Die Behandlung: Der Beckenboden ist sehr angespannt und wird von aussen wie von innen gelockert. Die Harnröhre sowie die Aufhängungen von Blase und Gebärmutter werden mobilisiert. Auch den da-rüberliegenden Darm löst die Osteopathin, damit er nicht zusätzlich auf die Beckenorgane drückt. Das Zwerchfell wird ebenso bearbeitet und die Atemtechnik verbessert. Die Patientin nimmt nun mit Blick auf die Osteoporose regelmässig Vitamin D ein.
Der Verlauf: Nach zwei bis drei Sitzungen ist das Brennen verschwunden. Der Beckenboden ist jetzt gelöst und kann dank des Beckenbodentrainings bei einer spezialisierten Physiotherapeutin richtig angesteuert werden. Die Blase wurde durch konkrete Übungen trainiert. So ist der Drang, die Blase entleeren zu müssen, fast weg. Auch der Urinverlust beim Niesen, Husten oder Joggen ist weniger geworden. Die Patientin macht die Übungen regelmässig zu Hause weiter. Der Vitamin-D-Wert hat sich deutlich verbessert.

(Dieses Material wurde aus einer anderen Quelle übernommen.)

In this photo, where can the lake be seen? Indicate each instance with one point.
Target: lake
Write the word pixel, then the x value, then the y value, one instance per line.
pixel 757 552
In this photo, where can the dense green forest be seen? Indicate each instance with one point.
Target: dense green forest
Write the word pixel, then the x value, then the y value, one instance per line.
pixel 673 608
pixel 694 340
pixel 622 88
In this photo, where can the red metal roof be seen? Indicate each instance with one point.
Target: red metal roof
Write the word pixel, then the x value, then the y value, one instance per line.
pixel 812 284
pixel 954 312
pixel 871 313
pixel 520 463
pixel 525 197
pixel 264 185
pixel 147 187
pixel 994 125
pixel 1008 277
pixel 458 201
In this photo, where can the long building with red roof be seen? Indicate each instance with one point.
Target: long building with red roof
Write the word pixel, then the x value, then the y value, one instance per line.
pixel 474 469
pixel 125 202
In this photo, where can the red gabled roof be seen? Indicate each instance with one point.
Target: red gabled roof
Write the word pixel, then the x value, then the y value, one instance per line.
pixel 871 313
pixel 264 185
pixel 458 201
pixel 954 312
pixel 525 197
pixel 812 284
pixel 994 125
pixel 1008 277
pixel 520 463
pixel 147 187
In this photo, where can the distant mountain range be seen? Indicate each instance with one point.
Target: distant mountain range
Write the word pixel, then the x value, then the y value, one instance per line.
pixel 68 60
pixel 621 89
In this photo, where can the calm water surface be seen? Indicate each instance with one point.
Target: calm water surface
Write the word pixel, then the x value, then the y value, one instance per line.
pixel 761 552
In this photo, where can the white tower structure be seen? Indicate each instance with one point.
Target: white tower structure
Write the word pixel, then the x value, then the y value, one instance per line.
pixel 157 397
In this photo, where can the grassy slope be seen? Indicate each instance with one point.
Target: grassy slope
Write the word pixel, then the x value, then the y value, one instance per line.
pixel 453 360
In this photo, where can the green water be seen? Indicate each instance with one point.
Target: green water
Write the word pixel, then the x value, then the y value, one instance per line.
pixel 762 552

In der Schweiz sind die Kosten je nach Kanton sehr unterschiedlich. In Zürich zum Beispiel kostet eine osteopathische Behandlung ca. 160 bis 200 Schweizer Franken pro Stunde. In Deutschland kostet eine Sitzung zwischen etwa 60 und 150 Euro.
Ein Teil der Leistungen wird meist von Zusatzversicherungen rückerstattet. Dies sollte jede Patientin mit ihrer Krankenversicherung vor der Behandlung abklären.